Session: SUN 163-194-Pituitary Disorders & Case Reports
Poster Board SUN-163
To detect IgG4-related hypophysitis, we screened 44 patients, those with pituitary tumors had been excluded, who presented with hypopituitarism (PH)/ central diabetes insipidus (DI). IgG4-related hypophysitis was diagnosed according to the following criteria; (1) serum IgG4 concentration³a135mg/dl, and/or (2) co-existing other organ involvement observed in IgG4-related disease and/or (3) infiltration of a substantial number of IgG4-positive plasma cells in the obtained tissues.
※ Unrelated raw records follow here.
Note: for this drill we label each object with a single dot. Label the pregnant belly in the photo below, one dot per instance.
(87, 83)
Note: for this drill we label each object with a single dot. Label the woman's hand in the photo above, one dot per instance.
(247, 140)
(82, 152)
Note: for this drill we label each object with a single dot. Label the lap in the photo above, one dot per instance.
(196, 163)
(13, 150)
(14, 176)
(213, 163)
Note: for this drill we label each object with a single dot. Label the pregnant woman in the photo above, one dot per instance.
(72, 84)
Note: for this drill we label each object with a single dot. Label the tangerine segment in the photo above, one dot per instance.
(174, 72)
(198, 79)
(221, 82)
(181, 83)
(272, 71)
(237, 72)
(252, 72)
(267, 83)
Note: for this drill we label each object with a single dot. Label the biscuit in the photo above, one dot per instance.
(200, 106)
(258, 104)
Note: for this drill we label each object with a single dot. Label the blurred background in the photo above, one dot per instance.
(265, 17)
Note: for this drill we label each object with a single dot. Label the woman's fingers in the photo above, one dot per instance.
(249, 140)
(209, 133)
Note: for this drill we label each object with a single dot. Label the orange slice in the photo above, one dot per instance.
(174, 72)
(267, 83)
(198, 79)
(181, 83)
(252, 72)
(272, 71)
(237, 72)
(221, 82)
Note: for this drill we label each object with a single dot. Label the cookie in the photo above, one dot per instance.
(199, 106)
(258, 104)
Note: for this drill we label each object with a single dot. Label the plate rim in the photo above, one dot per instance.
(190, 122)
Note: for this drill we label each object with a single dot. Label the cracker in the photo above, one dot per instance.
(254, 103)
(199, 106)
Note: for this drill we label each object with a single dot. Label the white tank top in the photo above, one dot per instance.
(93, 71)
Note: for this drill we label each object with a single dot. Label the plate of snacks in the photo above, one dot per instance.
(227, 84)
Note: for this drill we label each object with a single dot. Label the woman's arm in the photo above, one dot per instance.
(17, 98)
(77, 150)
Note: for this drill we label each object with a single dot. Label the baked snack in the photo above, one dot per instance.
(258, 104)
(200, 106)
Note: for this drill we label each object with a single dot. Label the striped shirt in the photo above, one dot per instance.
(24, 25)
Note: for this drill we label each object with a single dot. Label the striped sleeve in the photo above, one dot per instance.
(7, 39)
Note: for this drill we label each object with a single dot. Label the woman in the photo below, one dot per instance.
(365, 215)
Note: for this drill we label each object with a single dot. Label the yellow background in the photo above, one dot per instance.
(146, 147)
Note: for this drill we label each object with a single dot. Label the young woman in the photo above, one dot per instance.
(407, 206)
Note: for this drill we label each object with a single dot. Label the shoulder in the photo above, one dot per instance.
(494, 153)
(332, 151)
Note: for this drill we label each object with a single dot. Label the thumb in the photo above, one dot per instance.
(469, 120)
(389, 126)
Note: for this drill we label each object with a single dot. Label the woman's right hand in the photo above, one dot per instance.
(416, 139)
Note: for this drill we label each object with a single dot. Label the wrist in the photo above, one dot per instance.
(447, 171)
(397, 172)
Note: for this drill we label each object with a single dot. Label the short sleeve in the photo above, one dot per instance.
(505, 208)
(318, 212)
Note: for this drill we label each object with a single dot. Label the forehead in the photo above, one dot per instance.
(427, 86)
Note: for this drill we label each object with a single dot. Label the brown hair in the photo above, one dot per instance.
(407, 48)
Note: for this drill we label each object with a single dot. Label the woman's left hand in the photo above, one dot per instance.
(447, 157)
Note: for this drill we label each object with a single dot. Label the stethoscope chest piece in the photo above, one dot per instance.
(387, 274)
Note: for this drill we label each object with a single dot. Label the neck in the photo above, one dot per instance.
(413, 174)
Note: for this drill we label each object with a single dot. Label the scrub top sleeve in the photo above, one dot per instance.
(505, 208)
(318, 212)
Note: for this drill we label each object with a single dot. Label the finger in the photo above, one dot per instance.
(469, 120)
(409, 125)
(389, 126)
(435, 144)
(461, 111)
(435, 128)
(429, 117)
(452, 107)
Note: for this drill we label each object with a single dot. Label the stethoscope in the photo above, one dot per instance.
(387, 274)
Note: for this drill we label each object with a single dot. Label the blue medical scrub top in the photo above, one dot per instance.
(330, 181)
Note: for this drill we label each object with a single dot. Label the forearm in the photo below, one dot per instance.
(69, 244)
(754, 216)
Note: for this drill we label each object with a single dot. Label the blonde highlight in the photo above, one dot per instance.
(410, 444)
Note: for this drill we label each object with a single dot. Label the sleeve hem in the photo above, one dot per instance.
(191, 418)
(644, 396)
Totally, 7 cases (3 males and 4 females) were diagnosed as IgG4-related hypophysitis. The mean age at the time of onset of hypophysitis was 61.8±8.8 years. The mean serum IgG4 concentration was 191.1±78.3 mg/dL. 4, 2, and 1 cases showed PH+DI, DI, PH, respectively. These pituitary dysfunctions did not improve after corticosteroid administration. 6 cases showed swelling of pituitary and/or pituitary stalk, and 1 case showed empty sella. 4 cases demonstrated an involvement of other organs including Mikulicz's disease, autoimmune pancreatitis, interstitial pneumonitis, orbital psuedotumor, and hypertrophic pachymeningitis. 2 cases developed hypophysitis during the tapering of glucocorticoid therapy for the other organ lesions.
We performed a histopathological analysis of the pituitary in 3 cases and of the other involved organs in 3 cases and confirmed the infiltrate of IgG4-positive plasma cells in these lesions. Intriguingly, we found a unique ‘storiform fibrosis’ in the HE staining of the pituitary tissue, which has been reported in IgG4-related pancreatitis (e.g.(3)) but not in hypophysitis previously in all 3 cases.
In conclusion, IgG4-related hypophysitis manifests various organ involvement and clinical course. The ‘storiform fibrosis’ in the pituitary pathology may be a useful marker for the diagnosis.